Significantly, the new rule updates the definitions of “domestic construction material,” “domestic end product” and “predominantly of iron or steel or a combination of both,” while adding a new definition to clarify the meaning of “foreign iron and steel.” Now, to satisfy the definition of “domestic construction material” or “domestic end product,” a product’s cost of foreign iron and steel, meaning “iron or steel products not produced in the United States,”4 must be less than five percent of the cost of all product elements. For all other products, the new rule raised the domestic content requirement from 50 percent to 55 percent of the cost of all elements. Importantly, the new rule does apply the domestic content test to commercially available off-the-shelf (COTS) items made entirely or primarily of iron or steel, but will not apply the domestic content test to COTS fasteners, such as nuts, bolts and screws.5
Additionally, the new rule updates the domestic preference requirement. The domestic preference requirement does not prohibit use of foreign products or materials, but encourages entities use domestic products and materials. This is accomplished through price preferences for domestic products, which vary based on type of business. The new rule increases the price preference from six percent to 20 percent for large businesses, and from 12 percent to 30 percent for small businesses. Notably, implementation of the E.O. 13881 does not impact DoD procurement price preferences because the DoD already exceeds the requirements of the E.O. 13881.
In light of this new rule, companies should consider evaluating supply chains and adjusting to become in compliance with the new (or renewed) mandates to help ensure a competitive advantage in future Government Contracting opportunities. Companies should continue to pay close attention as the new administration reviews prior executive orders and whether such review brings additional changes to FAR requirements. However, as these hold-over regulations increase domestic manufacturing, it is expected that such requirements may remain effective for the foreseeable future.
Companies should also consider the revised acquisition regulations impact on longstanding U.S. Customs and Border Protection’s country of origin marking requirements. Specifically, all imported articles of foreign origin must be legibly marked with the English name of their “country of origin” unless an exception applies. The country of origin marking must remain on the goods (or their container) until they reach the ultimate purchaser.6 However, goods can be “substantially transformed” in the United States after importation. Whether or not a substantial transformation has occurred depends on a number of factors, including but not limited to, the amount of foreign and domestic content in the final product. This same factor is utilized by the Federal Trade Commission in regulating the use of “Made in [or Assembled in] the USA” labels for products sold in the Unites States.
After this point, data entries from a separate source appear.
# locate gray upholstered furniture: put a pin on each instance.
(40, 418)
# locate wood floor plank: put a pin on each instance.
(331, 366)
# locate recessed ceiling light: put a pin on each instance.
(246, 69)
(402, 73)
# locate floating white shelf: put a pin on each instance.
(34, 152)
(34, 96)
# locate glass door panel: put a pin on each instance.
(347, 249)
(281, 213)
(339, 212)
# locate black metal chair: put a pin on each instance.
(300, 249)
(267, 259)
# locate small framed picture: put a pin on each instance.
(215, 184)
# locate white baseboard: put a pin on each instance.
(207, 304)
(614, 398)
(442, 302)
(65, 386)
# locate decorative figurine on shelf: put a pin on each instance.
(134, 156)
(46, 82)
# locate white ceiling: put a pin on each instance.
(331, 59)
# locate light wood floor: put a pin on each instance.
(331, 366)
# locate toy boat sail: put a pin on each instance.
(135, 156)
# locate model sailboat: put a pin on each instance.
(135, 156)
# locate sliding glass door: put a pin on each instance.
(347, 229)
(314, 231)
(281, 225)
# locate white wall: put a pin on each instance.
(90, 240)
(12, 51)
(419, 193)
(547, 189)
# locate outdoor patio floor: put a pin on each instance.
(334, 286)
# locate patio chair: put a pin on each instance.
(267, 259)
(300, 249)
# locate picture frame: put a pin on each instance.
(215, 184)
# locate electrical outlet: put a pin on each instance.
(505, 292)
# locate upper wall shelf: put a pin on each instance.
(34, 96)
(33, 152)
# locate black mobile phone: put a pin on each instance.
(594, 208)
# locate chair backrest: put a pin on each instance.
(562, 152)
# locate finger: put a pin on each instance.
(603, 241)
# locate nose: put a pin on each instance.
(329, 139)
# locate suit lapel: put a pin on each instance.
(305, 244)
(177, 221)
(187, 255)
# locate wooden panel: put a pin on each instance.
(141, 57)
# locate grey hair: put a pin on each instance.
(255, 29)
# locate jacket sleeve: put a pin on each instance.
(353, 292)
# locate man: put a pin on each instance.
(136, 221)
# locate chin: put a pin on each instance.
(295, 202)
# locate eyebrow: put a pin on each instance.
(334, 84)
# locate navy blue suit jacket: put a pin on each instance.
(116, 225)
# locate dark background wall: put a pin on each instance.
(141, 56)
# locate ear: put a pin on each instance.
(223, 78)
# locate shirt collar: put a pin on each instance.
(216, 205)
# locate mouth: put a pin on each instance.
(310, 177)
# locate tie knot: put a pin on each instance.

For these reasons, companies that import foreign goods and/or that use “Made in [or Assembled in] the USA” labels should closely scrutinize this new rule and its potential impact on their obligations to mark products that contain foreign content. For example, a company may comply with the country of origin requirements and specifically reference a foreign country. But, that does not necessarily mean it is not compliant with the new FAR provisions. Thus, when product is delivered or installed, there may be confusion concerning compliance with the new FAR requirements.
If a company supplies the Federal Government (or even State Governments that are utilizing Federal funds), they should consider taking the opportunity to evaluate compliance with government contracting socio-economic requirements and adjust accordingly. The failure to comply may lead to breach of contract claims, terminations for default and even potential False Claims Act issues. As such, a company that is bidding on a Government contract opportunity should ensure that it is able to source items accordingly to meet the contract performance requirements.
- Mary Colleen Fowler is a 2020 graduate of the University of Kansas School of Law and her admission to practice law is presently pending.
The final rule is available at https://www.federalregister.gov/documents/2021/01/19/2021-00710/federal-acquisition-regulation-maximizing-use-of-american-made-goods-products-and-materials.
- Executive Order 13881, Maximizing Use of American-Made Goods, Products, and Materials is available at https://www.federalregister.gov/documents/2019/07/18/2019-15449/maximizing-use-of-american-made-goods-products-and-materials.
- FAR 52.225-1, Buy American—Supplies.
- FAR 25.001.
- See 19 C.F.R. § 134.1 for definitions of “country of origin” and “ultimate purchaser.”